Planning a dover to calais crossing and as my motorhome is over 6.5 metres long the site says I have to book as frieight.

when I go on to the frieight section its asking me to fill in a credit application - dont understand, just want a crossing not a credit agreement

any help or advice really apppreciated

thanks

David


----------



## Rapide561 (Oct 1, 2005)

*P&O*

Hi

Good to www.poferries.com and then click on book.

Where you are asked for your dates, journey route etc, there is a drop down menu for a motorhome. You will then be asked for height and length.

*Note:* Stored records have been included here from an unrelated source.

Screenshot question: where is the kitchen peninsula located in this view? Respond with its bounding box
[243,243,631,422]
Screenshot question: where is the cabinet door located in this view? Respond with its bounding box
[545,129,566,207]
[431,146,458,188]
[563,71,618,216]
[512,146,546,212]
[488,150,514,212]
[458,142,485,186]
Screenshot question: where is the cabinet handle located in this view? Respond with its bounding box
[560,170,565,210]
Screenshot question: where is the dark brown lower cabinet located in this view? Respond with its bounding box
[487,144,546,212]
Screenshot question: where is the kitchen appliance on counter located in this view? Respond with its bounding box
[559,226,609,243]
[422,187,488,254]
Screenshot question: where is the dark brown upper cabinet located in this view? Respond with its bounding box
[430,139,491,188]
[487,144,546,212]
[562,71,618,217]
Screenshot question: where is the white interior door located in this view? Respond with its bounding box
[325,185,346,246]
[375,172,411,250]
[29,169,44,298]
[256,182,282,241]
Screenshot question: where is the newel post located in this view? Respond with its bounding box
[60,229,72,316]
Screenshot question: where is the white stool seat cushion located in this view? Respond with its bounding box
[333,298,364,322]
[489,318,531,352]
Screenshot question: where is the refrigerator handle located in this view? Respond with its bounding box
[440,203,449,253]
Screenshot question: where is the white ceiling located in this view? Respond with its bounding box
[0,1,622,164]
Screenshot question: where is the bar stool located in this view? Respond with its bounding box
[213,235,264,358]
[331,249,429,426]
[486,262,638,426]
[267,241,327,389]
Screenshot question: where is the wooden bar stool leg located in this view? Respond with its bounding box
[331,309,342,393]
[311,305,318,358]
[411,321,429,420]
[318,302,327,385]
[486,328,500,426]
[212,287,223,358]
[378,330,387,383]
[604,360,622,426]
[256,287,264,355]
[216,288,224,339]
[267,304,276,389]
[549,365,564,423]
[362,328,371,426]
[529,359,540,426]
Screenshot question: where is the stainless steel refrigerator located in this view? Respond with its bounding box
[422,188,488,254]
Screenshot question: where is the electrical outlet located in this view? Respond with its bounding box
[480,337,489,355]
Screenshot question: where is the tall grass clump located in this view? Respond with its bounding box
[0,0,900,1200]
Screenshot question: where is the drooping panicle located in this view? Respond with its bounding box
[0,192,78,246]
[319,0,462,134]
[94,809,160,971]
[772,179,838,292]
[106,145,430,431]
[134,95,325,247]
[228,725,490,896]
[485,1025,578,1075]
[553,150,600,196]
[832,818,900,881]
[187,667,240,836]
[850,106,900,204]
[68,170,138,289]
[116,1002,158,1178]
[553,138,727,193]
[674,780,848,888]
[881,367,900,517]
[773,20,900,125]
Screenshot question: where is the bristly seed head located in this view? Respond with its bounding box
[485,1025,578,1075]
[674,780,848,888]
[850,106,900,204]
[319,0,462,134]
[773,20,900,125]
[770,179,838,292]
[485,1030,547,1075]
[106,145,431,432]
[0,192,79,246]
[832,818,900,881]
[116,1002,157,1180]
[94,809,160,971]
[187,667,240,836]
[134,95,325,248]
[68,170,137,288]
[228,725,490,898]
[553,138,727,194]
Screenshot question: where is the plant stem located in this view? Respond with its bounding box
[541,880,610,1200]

If you have any probs, phone on 01304 863000.

Russell


----------



## dcummin (Jan 21, 2008)

ahh - schoolboy error!

thanks for the help


----------



## autostratus (May 9, 2005)

dcummin said:


> Hi all
> 
> Planning a dover to calais crossing and as my motorhome is over 6.5 metres long the site says I have to book as frieight.
> 
> ...


Don't forget to check out the cost of the sailings using SeaFrance and the Motorhomefacts discount.
Check subscriber discounts for more info.


----------



## greenasthegrass (Oct 27, 2007)

Try the chunnel it ace!


----------



## 38Rover (Nov 9, 2006)

Came Callis Dover P&O in March £25 tunnel good I agree but £75 pays your money takes your choice

Colin


----------